Extracts from Stacy Schaeffer's writings on Huichol Weaving

Journal of Latin American Lore 15:2 (1989)
The Loom and Time
in the Huichol World
STACY SCHAEFFER
University of California, Los Angeles



In ancient times, after the great flood, Takutsi Nakave, the Huichol goddess of creation, formed the world and all that exists today. She learned how to weave from the spider who carries a ball of yarn on its back and makes its webs facing the rising sun. Takutsi Nakave taught the Earth Goddess, Utuanaka, how to weave so that she and the other gods may find a path to the sacred peyote deseirt of Virikuta.
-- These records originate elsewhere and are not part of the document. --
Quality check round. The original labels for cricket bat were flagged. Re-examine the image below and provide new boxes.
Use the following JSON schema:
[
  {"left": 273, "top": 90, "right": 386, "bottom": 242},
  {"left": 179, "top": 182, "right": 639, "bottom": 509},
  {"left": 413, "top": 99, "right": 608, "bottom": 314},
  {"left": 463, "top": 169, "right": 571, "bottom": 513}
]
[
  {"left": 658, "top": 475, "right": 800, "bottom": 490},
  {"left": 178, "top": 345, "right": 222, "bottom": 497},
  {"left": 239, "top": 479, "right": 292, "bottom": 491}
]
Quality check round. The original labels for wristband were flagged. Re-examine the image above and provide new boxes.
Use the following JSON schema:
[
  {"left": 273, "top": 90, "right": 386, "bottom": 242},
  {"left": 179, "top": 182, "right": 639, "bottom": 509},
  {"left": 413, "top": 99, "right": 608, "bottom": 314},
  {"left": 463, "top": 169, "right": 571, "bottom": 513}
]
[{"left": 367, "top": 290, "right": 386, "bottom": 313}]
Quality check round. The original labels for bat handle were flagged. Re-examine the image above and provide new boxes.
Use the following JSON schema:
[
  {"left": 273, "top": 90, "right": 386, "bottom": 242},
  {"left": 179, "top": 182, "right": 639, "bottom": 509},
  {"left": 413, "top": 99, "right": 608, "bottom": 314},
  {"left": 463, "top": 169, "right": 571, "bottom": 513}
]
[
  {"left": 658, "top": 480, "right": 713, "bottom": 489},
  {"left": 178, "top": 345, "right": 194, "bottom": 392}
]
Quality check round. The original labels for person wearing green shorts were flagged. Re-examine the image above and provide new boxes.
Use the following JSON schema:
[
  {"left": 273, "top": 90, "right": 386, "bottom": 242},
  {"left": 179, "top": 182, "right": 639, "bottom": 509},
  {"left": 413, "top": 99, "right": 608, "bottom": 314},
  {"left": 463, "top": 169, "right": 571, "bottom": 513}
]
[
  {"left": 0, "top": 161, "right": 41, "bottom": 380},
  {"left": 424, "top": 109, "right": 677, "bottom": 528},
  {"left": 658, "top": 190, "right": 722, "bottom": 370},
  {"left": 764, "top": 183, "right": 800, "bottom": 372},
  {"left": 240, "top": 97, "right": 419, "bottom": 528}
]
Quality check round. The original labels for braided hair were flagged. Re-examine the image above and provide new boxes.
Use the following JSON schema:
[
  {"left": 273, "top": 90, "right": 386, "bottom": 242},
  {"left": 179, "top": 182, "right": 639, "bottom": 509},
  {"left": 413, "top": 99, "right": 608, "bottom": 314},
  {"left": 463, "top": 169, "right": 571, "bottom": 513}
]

There, in Virikuta, where the deer, corn, and peyote are united, is where Huichols today go seeking visions and meaning to their existence in the universe.

As Geertz (1973:5) writes in his concept of culture, man "and woman" as human animals are suspended in webs of significance they themselves have spun. This imagery is particularly fitting in the weaving tradition of the Huichol Indians of the Sierra Madre Occidental in Mexico, where temporal and spatial elements are visually portrayed as interwoven into layers of meaning important to all members of this culture. On the back strap loom, thoughts and beliefs are given substance as they are created and bounded in time in a woven fabric.